1 Introducing the New Operating Model
Many think that Kubernetes won the container orchestration war because of its outstanding ability to manage containers. But Kubernetes is much more than that. In addition to handling container orchestration at scale, Kubernetes introduced a new IT operating model. There is always a trap with anything new. We tend to use a new tool the old way because of our tendencies. Understanding how Kubernetes disrupted IT operations is critical for not falling into these traps and achieving successful adoption. This chapter will dive deep into the significant aspects of the new operating model.

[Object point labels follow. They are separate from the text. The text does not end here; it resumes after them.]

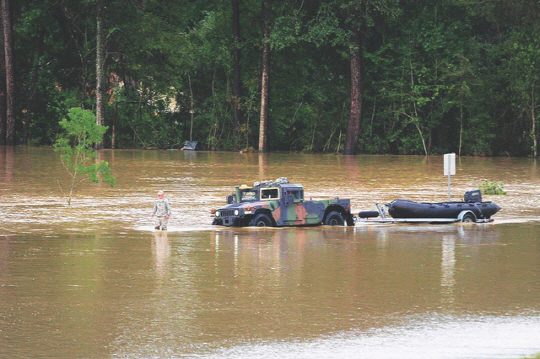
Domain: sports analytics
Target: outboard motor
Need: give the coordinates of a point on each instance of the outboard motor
(474, 196)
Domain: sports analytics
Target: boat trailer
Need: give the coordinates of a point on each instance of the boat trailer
(380, 216)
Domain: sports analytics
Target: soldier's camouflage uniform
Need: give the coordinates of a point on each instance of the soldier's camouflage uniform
(162, 209)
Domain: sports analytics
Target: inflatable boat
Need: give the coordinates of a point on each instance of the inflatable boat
(400, 208)
(472, 209)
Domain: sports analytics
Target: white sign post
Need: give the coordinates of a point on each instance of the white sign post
(449, 168)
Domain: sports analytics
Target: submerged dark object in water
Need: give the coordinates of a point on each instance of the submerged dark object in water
(400, 208)
(190, 145)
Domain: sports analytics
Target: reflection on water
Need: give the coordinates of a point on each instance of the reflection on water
(95, 280)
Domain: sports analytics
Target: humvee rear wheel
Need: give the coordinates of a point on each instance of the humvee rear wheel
(334, 218)
(261, 220)
(468, 218)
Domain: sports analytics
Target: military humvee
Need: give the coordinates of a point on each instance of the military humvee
(280, 203)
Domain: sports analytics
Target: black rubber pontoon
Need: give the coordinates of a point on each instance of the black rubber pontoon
(400, 208)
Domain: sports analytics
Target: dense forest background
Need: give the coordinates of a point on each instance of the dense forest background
(364, 76)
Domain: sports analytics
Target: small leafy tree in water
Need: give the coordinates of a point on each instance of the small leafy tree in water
(492, 187)
(75, 146)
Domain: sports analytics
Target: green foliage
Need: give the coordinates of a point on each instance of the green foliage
(439, 76)
(75, 146)
(495, 188)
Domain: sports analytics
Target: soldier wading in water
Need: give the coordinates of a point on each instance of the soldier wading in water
(162, 212)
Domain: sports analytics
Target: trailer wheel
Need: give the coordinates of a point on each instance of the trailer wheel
(334, 218)
(261, 220)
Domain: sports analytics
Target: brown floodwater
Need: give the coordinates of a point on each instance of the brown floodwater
(95, 281)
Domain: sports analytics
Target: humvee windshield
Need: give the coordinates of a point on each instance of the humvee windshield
(249, 195)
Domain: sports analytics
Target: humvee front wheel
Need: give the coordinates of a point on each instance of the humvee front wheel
(334, 218)
(261, 220)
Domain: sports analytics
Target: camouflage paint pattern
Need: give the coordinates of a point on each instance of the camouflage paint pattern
(288, 208)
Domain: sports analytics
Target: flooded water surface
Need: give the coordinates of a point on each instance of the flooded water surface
(94, 280)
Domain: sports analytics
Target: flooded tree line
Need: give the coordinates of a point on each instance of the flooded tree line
(363, 76)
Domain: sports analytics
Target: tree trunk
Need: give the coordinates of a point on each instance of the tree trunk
(2, 88)
(533, 127)
(10, 73)
(353, 125)
(264, 79)
(237, 86)
(100, 59)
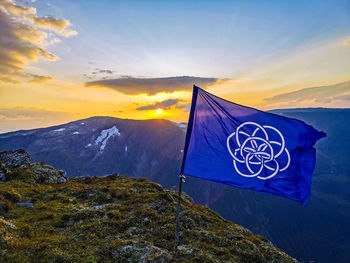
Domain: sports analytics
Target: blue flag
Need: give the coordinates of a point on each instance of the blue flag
(247, 148)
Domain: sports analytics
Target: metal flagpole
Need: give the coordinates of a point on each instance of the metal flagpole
(181, 176)
(181, 180)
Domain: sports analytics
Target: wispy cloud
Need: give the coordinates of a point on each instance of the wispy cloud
(166, 104)
(312, 96)
(60, 26)
(39, 79)
(152, 86)
(29, 118)
(21, 42)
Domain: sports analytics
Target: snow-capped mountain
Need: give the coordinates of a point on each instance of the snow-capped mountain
(316, 232)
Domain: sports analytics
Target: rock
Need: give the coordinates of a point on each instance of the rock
(17, 158)
(97, 207)
(2, 174)
(25, 204)
(48, 174)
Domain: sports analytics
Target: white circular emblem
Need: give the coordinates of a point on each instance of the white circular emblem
(254, 147)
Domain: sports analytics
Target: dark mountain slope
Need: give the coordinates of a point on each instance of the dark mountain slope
(114, 219)
(318, 231)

We will cover the following topics in this chapter:
- The Kubernetes journey
- Characteristics of the new operating model
- The next Kubernetes use case
The Kubernetes journey
The Kubernetes journey to become the leading container orchestration platform has seen many fascinating moments. Kubernetes was an open source initiative by a few Google engineers based on an internal project called Borg. From day one, Kubernetes had the advantage of heavy production usage at Google and more than a decade of active development as Borg. Soon, it became more than a small set of Google engineers, with overwhelming community support. The container orchestration war was a tough fight between Docker, Mesosphere DC/OS, Kubernetes, Cloud Foundry, and AWS Elastic Container Service (ECS) from 2015. Kubernetes was outperforming its peers slowly and steadily.
Initially, Docker, Mesosphere, and Cloud Foundry announced native support for Kubernetes. Finally, in 2017, AWS announced ECS for Kubernetes. Eventually, all the cloud providers came up with a managed Kubernetes offering. The rivals had no choice other than to provide native support for Kubernetes because of its efficacy and adoption. These were the winning moments for Kubernetes in the container orchestration war. Furthermore, it continued to grow to become the core of the cloud-native ecosystem, with many tools and patterns evolving around it. The following diagram illustrates the container orchestration war:
Next, let’s learn about the characteristics of the new operating model.

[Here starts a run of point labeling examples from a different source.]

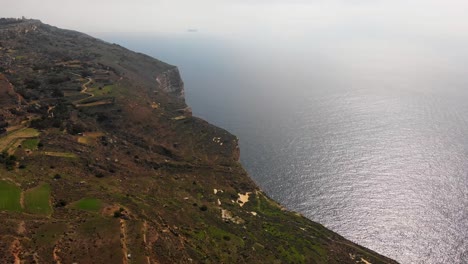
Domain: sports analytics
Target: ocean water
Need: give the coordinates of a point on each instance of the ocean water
(366, 133)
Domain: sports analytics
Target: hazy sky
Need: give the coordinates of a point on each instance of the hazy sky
(237, 16)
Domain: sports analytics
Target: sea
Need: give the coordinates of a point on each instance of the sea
(364, 131)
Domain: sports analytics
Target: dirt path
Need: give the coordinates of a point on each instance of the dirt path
(123, 240)
(21, 228)
(16, 250)
(84, 90)
(56, 257)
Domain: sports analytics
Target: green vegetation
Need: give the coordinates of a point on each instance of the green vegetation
(89, 204)
(103, 91)
(37, 200)
(8, 160)
(10, 195)
(30, 143)
(60, 154)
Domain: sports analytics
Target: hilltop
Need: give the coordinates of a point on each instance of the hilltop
(103, 162)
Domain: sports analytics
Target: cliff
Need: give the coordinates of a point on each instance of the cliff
(103, 163)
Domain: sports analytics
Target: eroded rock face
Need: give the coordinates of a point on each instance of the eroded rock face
(8, 96)
(171, 82)
(123, 170)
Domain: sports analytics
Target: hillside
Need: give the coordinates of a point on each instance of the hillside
(102, 162)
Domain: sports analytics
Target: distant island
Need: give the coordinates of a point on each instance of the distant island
(102, 162)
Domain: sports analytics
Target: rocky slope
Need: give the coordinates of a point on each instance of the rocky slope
(102, 162)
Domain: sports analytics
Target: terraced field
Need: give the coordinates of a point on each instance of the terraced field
(10, 195)
(37, 200)
(13, 139)
(88, 204)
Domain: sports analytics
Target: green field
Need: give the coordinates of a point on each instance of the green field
(103, 91)
(37, 200)
(9, 197)
(30, 143)
(88, 204)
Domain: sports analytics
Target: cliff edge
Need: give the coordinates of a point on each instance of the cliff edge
(102, 162)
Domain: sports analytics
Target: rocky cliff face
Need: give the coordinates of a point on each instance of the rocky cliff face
(171, 82)
(103, 164)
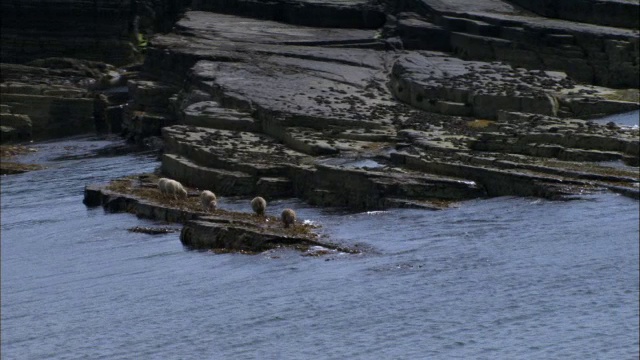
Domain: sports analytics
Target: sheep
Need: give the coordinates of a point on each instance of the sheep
(172, 188)
(208, 200)
(288, 217)
(259, 205)
(162, 185)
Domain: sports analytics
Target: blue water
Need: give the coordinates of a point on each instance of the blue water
(628, 119)
(502, 278)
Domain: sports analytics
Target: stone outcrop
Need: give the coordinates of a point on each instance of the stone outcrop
(373, 104)
(54, 97)
(102, 30)
(617, 13)
(220, 230)
(319, 13)
(269, 110)
(496, 30)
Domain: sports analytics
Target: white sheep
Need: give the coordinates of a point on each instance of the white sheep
(259, 204)
(208, 200)
(172, 188)
(288, 217)
(162, 185)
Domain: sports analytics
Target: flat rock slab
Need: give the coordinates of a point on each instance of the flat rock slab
(220, 229)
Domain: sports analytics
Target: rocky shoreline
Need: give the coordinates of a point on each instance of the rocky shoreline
(219, 230)
(374, 104)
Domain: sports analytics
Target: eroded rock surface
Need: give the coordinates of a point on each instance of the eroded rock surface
(335, 118)
(220, 230)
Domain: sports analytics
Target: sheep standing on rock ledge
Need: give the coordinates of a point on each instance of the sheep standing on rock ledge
(208, 200)
(171, 188)
(259, 204)
(288, 217)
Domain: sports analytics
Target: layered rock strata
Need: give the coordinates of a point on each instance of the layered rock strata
(497, 30)
(219, 230)
(101, 30)
(269, 110)
(55, 97)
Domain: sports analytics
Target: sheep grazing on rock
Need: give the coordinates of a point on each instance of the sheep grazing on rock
(162, 185)
(208, 200)
(172, 188)
(288, 217)
(259, 204)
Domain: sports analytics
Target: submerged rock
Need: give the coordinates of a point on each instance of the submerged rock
(217, 229)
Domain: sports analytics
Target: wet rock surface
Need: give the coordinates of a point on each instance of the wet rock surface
(220, 230)
(374, 104)
(269, 110)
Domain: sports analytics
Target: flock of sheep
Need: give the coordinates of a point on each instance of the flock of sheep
(209, 202)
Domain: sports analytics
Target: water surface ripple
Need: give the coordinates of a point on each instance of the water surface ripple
(491, 279)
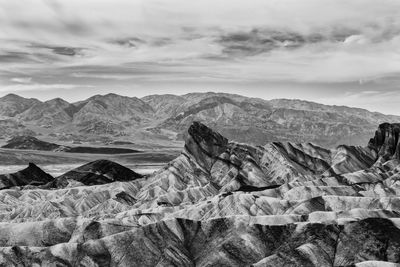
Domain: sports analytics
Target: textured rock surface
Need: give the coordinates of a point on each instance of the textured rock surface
(219, 203)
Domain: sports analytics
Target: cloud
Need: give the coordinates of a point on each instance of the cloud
(118, 43)
(21, 79)
(39, 87)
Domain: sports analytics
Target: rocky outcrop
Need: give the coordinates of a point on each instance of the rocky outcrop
(386, 141)
(32, 175)
(96, 173)
(219, 203)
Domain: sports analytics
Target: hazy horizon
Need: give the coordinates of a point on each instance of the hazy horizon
(326, 51)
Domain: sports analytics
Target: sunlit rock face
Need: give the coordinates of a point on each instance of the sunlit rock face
(219, 203)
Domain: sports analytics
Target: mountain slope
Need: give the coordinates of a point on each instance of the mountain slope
(11, 104)
(163, 119)
(53, 112)
(259, 121)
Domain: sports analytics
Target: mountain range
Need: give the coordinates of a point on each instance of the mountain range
(163, 119)
(219, 203)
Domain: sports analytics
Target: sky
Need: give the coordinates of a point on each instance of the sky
(339, 52)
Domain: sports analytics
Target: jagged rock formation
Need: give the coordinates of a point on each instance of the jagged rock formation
(220, 203)
(164, 119)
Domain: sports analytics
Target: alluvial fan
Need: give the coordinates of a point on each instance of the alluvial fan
(219, 203)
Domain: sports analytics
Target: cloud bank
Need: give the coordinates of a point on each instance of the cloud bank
(154, 43)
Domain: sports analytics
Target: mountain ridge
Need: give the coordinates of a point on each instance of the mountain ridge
(165, 118)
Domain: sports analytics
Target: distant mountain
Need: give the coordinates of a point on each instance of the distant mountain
(11, 104)
(50, 113)
(157, 119)
(259, 121)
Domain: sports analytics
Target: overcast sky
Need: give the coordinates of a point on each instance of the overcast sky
(343, 52)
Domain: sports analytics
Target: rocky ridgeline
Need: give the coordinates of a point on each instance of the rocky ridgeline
(219, 203)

Characteristics of the new operating model
Understanding how Kubernetes can positively impact IT operations will provide a solid base for the efficient adoption of DevOps in application and infrastructure automation. The following are some of the significant characteristics of the Kubernetes operating model:
- Team collaboration and workflows
- Control theory
- New architecture focus
- Open source, community, and governance
Let’s look at these characteristics in detail in the following sections.
Before we dive deep, it's critical to understand that you are expected to have a basic prior understanding of Kubernetes architecture and its building block resources, such as Pods, Deployments, Services, and namespaces. New to Kubernetes? Looking for a guide to understand the basic concepts? Please go through the documentation at https://kubernetes.io/docs/concepts/overview/.
Team collaboration and workflows
All Kubernetes resources, such as Pods, volumes, Services, Deployments, and Secrets are persistent entities stored in
etcd. Kubernetes has well-modeled RESTful APIs to perform
CRUD operations over these resources. Any CRUD operation to the
etcd persistence store is a state change request. The state change is realized asynchronously with the Kubernetes control plane. There are a couple of characteristics of these Kubernetes APIs that are very useful for efficient team collaboration and workflow:
- Declarative configurations management
- Multi-persona collaboration
Declarative configurations management
We express our automation intent to the Kubernetes API as data points, known as the record of intent. The record does not carry any information about the steps to achieve the intention. This model enables a pure declarative configuration to automate the workloads. It is easy to manage automation configuration as data points in
Git than code. Also, expressing the automation intension as data is less prone to bugs, and easy to read and maintain. Provided we have a clear Git history, a simple intent expression, and release management, collaboration over the configuration is easy. The following is a simple record of intent for an
NGINX pod deployment:
apiVersion: v1 kind: Pod metadata: name: proxy spec: containers: - name: proxy-image image: Nginx ports: - name: proxy-port containerPort: 80 protocol: TCP
Even though many new-age automation tools are primarily declarative, they are weak in collaboration. The combination of declarative configuration and multi-persona collaboration makes Kubernetes a unique proposition.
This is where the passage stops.